Adversarial Example Explorer¶

Run the Adversarial Example Explorer MicroSim Fullscreen
You can include this MicroSim on your own website with the following iframe:
<iframe src="https://dmccreary.github.io/cybersecurity/sims/adversarial-example-explorer/main.html" height="522" width="100%" scrolling="no"></iframe>
About this MicroSim¶
This MicroSim shows how a machine-learning classifier can be fooled by a change that a human can barely see. On the left is a 28×28 grayscale digit that reads clearly as a 3; on the right is a live bar chart of the classifier's confidence across all ten digit classes. By default the model is confident the input is a 3.
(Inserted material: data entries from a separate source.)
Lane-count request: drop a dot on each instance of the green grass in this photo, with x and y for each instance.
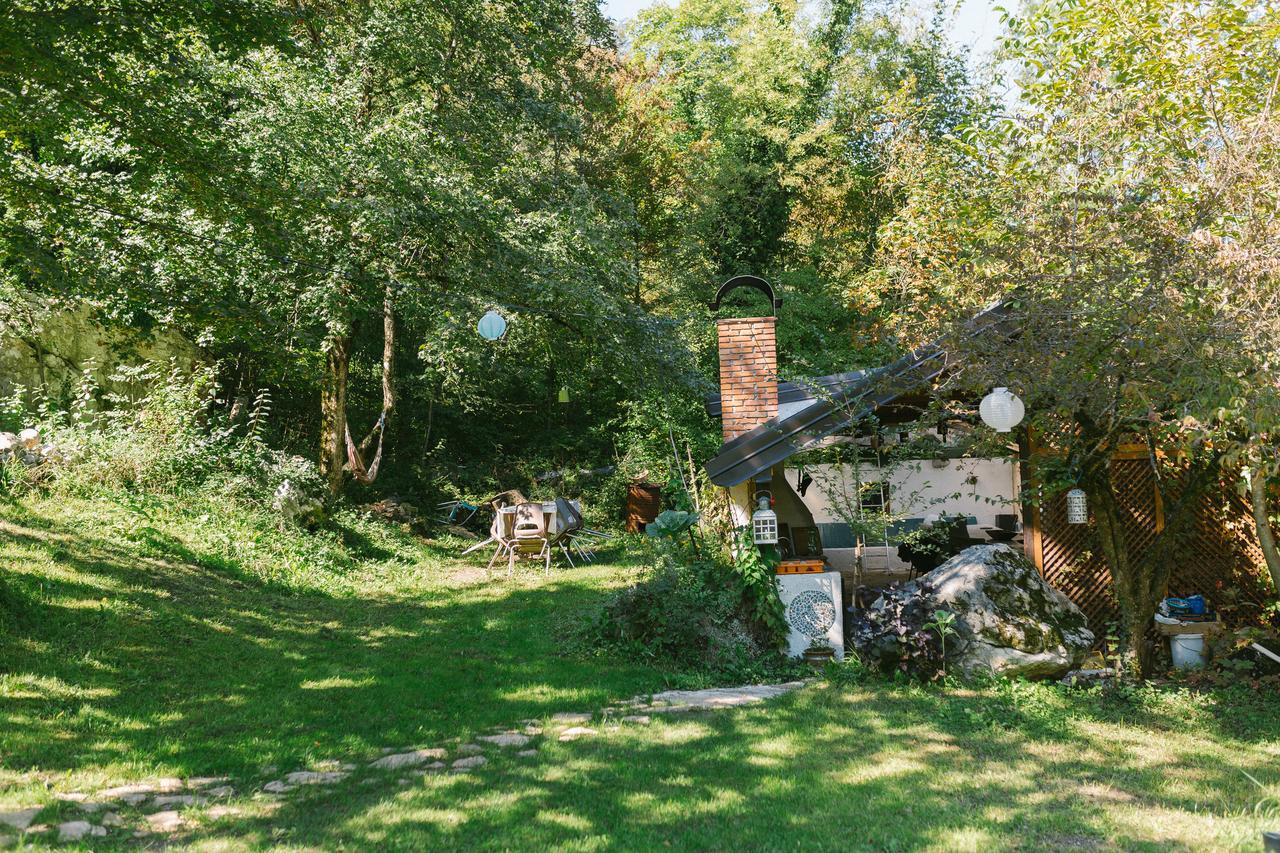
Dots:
(158, 638)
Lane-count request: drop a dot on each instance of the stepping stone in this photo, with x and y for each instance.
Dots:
(164, 821)
(76, 830)
(315, 778)
(22, 817)
(506, 739)
(566, 716)
(408, 758)
(680, 701)
(576, 731)
(178, 799)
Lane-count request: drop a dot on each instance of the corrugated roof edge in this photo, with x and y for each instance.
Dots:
(799, 389)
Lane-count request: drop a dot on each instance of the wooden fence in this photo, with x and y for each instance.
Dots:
(1220, 560)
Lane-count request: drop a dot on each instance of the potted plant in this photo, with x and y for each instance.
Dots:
(818, 653)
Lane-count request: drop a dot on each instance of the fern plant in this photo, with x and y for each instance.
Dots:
(759, 585)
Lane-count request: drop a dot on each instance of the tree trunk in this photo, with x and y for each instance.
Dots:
(1266, 536)
(333, 410)
(388, 365)
(1128, 576)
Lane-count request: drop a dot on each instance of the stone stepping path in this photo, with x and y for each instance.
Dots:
(156, 807)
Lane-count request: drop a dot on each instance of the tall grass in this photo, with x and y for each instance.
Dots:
(159, 430)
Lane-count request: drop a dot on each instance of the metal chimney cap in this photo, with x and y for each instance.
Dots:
(746, 281)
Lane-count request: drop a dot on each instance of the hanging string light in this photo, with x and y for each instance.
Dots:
(1001, 410)
(1077, 506)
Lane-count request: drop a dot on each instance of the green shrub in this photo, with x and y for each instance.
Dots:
(690, 612)
(163, 434)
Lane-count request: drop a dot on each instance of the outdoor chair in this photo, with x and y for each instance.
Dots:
(570, 537)
(529, 538)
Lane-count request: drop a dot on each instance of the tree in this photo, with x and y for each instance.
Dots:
(1127, 217)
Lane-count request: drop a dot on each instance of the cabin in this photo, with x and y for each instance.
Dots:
(767, 423)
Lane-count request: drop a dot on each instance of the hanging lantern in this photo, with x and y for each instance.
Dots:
(764, 523)
(1001, 410)
(1077, 507)
(492, 325)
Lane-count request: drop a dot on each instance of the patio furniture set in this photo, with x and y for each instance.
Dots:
(525, 529)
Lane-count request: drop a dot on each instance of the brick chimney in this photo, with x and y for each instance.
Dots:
(749, 373)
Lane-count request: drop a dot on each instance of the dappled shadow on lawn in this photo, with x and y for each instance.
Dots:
(864, 770)
(188, 665)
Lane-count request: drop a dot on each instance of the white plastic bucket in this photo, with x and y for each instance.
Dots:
(1188, 651)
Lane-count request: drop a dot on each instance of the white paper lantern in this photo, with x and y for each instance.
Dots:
(492, 325)
(764, 523)
(1001, 410)
(1077, 507)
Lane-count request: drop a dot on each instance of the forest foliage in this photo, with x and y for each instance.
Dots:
(323, 197)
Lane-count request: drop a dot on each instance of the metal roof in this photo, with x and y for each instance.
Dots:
(791, 392)
(873, 392)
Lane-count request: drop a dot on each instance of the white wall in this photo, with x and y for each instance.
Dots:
(972, 487)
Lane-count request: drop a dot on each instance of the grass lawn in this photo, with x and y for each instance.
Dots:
(152, 638)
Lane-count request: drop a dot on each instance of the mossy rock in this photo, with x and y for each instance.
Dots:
(1008, 617)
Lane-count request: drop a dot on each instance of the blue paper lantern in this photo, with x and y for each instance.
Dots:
(492, 325)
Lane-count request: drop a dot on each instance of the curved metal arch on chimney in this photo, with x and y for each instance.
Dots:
(746, 281)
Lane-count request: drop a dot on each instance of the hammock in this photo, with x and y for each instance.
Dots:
(356, 464)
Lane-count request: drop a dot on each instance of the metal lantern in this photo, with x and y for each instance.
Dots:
(1077, 507)
(492, 325)
(1001, 410)
(764, 523)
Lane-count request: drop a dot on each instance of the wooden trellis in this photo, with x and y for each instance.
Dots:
(1220, 560)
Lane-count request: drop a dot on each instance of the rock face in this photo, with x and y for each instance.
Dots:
(1008, 619)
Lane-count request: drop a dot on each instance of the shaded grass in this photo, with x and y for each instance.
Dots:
(131, 649)
(146, 639)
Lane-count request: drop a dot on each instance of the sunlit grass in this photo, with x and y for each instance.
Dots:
(169, 647)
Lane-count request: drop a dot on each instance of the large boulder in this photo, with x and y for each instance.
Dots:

Drag the Perturbation magnitude (ε) slider and the simulation recomputes a Fast Gradient Sign Method (FGSM) perturbation toward the target class you pick from the dropdown. At small ε the bars barely move; past a threshold the target-class bar (shown in alert orange) overtakes the correct-class bar (blue), even though the picture still looks like a 3. Click Apply adversarial perturbation to latch the current magnitude, toggle Show perturbation only (10×) to see how small the added noise really is, and use Reset to restore the clean digit. The Why? button reveals the gradient intuition behind the attack. The annotation bar reports the perturbation's L∞ norm, its human visibility, and the classifier's current verdict.
Lesson Plan¶
Learning objective (Bloom — Analyze): Students can explain why a model's decision boundary admits adversarial examples by manipulating an input and watching the classifier's confidence change.
Suggested classroom use: Open with the clean digit and confirm the class is confidently "3." Ask students to predict at what ε the prediction will flip, then have them slide up to find the real threshold. Switch on Show perturbation only and discuss the gap between human perception and model sensitivity. Tie the result to real evasion attacks on spam filters, malware classifiers, and vision systems in safety-critical settings.
Discussion questions:
- The digit still looks like a 3 to you, yet the model reads it as an 8. What does that tell you about where the model's decision boundary actually sits?
- The attack here bounds the change with an L∞ norm. Why is bounding the maximum per-pixel change a good proxy for "imperceptible to a human"?
- If you were defending this classifier, would you rather detect the perturbation, retrain against it, or refuse low-confidence inputs — and what is the blast radius of each choice?
References¶
- Adversarial machine learning (Wikipedia)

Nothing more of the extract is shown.